A leaf rustles and a flicker of light catches your eye. Instantly, your head rotates and your gaze shifts to lock on the target. Human brains do such reckoning automatically, but now researchers at the University of Illinois, Champaign, can mimic the reaction electronically.
The group steers a self-aiming camera with a computer neural network modeled after the superior colliculus of the human brain. "The superior colliculus serves as the visual reflex center," explains Sylvian Ray, a UI professor of computer science and a researcher at the Beckman Institute for Advanced Science and Technology. "It is the primary agent for deciding which direction to turn the head in response to sensory stimuli such as visual and auditory cues."
Here's how the system works: One camera looks for motion by comparing successive video frames while a pair of omnidirectional microphones monitors audio signals. A program parses reflected sound from the desired direct sound waves by listening for wave-energy onset only (after the echoes from the previous signal die out), explains Ray. A sound-location algorithm analyzes the sounds and sends the information to the neural network. The program then figures the correct position and rotates a second camera — mounted on a servomotor-driven table — to acquire the target. Sound need not be located precisely. Ballpark estimates are OK, says Ray. The target image transmits to a human operator for further analysis. A computer with a 200-MHz processor runs the system.

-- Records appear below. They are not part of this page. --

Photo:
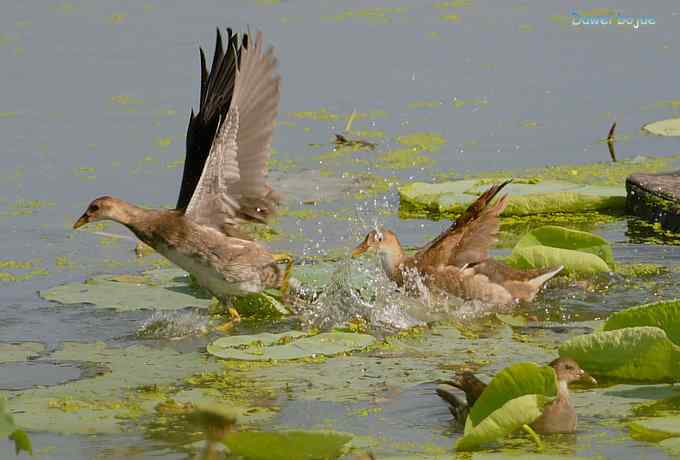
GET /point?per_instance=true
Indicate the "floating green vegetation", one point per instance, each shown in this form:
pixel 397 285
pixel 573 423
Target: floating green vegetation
pixel 324 115
pixel 14 278
pixel 514 398
pixel 403 158
pixel 9 264
pixel 164 142
pixel 9 430
pixel 287 445
pixel 86 172
pixel 525 199
pixel 640 344
pixel 288 345
pixel 604 173
pixel 640 270
pixel 578 252
pixel 452 4
pixel 430 142
pixel 374 15
pixel 450 18
pixel 371 184
pixel 460 103
pixel 28 207
pixel 425 104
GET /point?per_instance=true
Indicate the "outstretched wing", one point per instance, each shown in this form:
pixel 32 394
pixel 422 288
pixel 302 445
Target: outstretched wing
pixel 468 239
pixel 232 187
pixel 217 87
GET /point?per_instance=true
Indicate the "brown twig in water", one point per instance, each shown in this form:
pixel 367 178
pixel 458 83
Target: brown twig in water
pixel 610 142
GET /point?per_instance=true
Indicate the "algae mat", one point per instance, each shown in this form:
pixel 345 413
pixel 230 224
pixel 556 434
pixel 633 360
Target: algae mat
pixel 525 199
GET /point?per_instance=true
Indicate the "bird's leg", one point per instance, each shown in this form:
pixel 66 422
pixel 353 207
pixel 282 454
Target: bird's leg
pixel 285 286
pixel 234 317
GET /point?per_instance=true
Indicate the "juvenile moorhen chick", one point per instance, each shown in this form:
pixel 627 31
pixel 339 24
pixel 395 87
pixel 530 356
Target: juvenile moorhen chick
pixel 224 181
pixel 457 260
pixel 559 416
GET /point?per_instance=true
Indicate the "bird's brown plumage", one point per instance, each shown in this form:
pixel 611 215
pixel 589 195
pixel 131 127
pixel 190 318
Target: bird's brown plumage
pixel 224 179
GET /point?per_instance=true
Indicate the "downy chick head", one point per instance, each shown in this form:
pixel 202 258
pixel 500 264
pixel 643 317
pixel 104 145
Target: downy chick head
pixel 382 240
pixel 102 208
pixel 568 370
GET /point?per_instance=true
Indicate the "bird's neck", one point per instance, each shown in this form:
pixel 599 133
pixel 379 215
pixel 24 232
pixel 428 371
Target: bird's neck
pixel 391 259
pixel 562 390
pixel 128 214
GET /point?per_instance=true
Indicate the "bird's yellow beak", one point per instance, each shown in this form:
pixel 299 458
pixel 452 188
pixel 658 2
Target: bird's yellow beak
pixel 586 377
pixel 363 247
pixel 84 219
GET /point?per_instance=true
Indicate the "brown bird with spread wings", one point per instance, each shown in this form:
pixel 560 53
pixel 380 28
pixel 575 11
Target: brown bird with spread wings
pixel 224 181
pixel 457 260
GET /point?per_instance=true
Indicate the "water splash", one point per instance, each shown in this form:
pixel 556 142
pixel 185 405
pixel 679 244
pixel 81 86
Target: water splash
pixel 173 325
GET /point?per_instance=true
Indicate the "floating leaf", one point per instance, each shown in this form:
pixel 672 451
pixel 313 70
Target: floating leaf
pixel 512 382
pixel 551 246
pixel 664 315
pixel 669 127
pixel 503 421
pixel 288 345
pixel 289 445
pixel 633 353
pixel 560 237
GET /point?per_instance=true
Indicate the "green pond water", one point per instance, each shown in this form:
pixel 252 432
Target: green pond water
pixel 95 98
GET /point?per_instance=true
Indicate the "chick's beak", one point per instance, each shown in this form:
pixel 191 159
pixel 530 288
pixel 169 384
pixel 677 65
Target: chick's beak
pixel 586 377
pixel 84 219
pixel 363 247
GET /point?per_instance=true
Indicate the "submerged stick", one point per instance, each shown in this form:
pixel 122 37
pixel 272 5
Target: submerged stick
pixel 610 142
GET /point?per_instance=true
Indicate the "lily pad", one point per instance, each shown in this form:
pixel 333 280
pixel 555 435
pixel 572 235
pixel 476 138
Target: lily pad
pixel 501 422
pixel 668 127
pixel 514 381
pixel 287 445
pixel 664 315
pixel 288 345
pixel 525 199
pixel 551 246
pixel 639 343
pixel 634 353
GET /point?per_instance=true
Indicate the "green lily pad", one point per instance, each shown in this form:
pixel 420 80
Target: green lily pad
pixel 525 199
pixel 664 315
pixel 656 429
pixel 668 127
pixel 503 421
pixel 565 238
pixel 634 353
pixel 9 429
pixel 551 246
pixel 288 345
pixel 514 381
pixel 672 446
pixel 638 343
pixel 288 445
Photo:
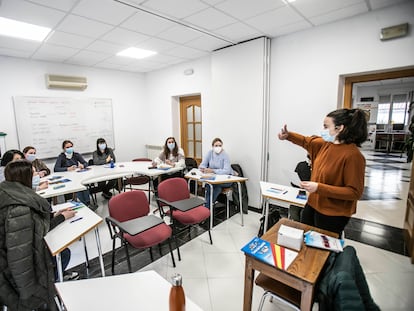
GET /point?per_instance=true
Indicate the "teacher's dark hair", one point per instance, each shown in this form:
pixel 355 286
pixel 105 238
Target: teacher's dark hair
pixel 66 142
pixel 19 171
pixel 355 125
pixel 167 151
pixel 9 155
pixel 101 141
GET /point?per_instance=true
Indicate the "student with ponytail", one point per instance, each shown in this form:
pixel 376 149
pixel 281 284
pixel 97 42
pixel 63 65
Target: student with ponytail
pixel 338 168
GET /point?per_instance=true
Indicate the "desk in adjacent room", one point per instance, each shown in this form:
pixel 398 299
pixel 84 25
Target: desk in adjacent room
pixel 282 193
pixel 301 275
pixel 127 292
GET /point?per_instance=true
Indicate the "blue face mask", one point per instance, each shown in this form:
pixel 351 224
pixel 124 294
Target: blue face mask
pixel 30 157
pixel 326 136
pixel 69 150
pixel 35 181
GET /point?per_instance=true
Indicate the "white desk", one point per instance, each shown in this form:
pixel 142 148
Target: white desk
pixel 287 194
pixel 70 231
pixel 79 180
pixel 219 179
pixel 127 292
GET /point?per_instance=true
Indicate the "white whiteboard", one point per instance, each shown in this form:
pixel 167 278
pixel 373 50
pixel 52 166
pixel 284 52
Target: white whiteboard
pixel 45 122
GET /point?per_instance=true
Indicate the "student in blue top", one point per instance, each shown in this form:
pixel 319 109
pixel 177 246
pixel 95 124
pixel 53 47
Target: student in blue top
pixel 69 160
pixel 218 162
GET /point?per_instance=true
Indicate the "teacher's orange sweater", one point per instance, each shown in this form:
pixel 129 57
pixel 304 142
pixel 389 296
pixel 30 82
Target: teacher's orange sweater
pixel 339 170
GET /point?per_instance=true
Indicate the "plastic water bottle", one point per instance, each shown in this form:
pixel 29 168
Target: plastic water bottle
pixel 177 297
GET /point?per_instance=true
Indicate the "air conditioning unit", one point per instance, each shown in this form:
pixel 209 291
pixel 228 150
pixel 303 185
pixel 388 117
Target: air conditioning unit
pixel 66 82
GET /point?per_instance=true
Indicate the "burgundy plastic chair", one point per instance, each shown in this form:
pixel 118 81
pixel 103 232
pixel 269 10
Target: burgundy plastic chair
pixel 176 189
pixel 128 206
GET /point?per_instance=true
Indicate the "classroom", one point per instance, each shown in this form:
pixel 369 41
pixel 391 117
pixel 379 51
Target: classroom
pixel 254 67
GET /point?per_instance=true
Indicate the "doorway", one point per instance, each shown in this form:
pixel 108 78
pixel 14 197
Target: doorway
pixel 408 212
pixel 190 126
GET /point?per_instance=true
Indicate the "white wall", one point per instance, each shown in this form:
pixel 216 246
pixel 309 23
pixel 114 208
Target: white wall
pixel 163 88
pixel 305 70
pixel 19 77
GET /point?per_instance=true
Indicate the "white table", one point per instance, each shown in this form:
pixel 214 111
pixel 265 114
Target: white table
pixel 72 230
pixel 219 179
pixel 127 292
pixel 79 180
pixel 271 191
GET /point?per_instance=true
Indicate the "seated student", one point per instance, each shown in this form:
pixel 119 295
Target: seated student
pixel 9 156
pixel 40 167
pixel 171 155
pixel 103 155
pixel 27 274
pixel 69 160
pixel 218 162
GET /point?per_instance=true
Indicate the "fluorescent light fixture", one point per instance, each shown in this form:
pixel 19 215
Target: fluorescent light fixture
pixel 136 53
pixel 21 30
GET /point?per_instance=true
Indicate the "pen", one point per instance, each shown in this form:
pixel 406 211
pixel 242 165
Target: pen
pixel 76 219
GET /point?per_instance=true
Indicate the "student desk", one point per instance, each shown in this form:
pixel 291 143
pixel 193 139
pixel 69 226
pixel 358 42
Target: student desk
pixel 72 230
pixel 270 191
pixel 302 274
pixel 80 180
pixel 219 179
pixel 127 292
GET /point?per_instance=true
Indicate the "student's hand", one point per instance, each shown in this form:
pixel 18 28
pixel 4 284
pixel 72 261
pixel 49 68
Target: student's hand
pixel 169 162
pixel 284 133
pixel 72 168
pixel 309 186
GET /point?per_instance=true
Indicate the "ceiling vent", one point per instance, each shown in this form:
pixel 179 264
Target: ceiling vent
pixel 66 82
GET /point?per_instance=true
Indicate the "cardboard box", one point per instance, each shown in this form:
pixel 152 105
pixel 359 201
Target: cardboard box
pixel 290 237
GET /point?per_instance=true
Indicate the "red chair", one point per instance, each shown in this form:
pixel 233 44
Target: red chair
pixel 129 221
pixel 176 189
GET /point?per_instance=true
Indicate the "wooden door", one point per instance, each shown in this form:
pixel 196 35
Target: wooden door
pixel 191 122
pixel 409 218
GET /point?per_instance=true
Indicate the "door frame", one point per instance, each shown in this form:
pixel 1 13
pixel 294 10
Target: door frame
pixel 348 82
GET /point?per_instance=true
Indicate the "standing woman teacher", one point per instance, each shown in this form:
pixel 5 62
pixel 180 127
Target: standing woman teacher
pixel 338 168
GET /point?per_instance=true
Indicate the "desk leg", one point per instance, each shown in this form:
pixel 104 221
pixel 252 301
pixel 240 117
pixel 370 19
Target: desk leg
pixel 240 202
pixel 211 206
pixel 248 285
pixel 306 298
pixel 98 244
pixel 59 267
pixel 266 214
pixel 86 255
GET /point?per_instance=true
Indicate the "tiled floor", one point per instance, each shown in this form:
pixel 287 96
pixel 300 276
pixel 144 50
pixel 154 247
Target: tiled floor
pixel 213 275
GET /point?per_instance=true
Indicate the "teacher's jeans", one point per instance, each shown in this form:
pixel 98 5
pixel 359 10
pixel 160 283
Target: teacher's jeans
pixel 216 191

Though the self-aiming camera can be attracted by either sight or sound, the combination of the two offers a much stronger stimulus. Neuroscientists say this is how the brain processes multiple signals from the same direction. Even smaller signals issue a large response, provided they are coincident. Coincident (superimposed) signals make for a more interesting target that tells the brain where to turn the head. And like a human brain, the neural network learns what to respond to and what to ignore.
For instance, during infancy, the superior colliculus helps a baby's brain associate external direction with an internal visual reference grid, mapping a mother's moving lips to the sound of her voice. Similarly, the researchers' model learns to align its sound-source location processing with an embedded visual map. "As the system learns to correctly locate both sound and visual sources, it also learns what types of objects are preferred targets," says Ray. "We want to teach it to ignore common objects and focus on unusual sounds or visual motions." Look-up libraries of sights and sounds could let the system differentiate between an aircraft on the horizon and a flock of birds, for example. And stimuli aren't limited to light and sound. With the proper sensors, the system could be programmed to respond to heat, infrared, or other inputs.
One possible application for self-aiming cameras is distance learning. Here, one camera could follow the speaker while another points at the audience, automatically zeroing in on a student raising a hand to ask a question. Funding agency, the Office of Naval Research, sees self-aiming cameras one day serving as intelligent cyber sentinels in military applications.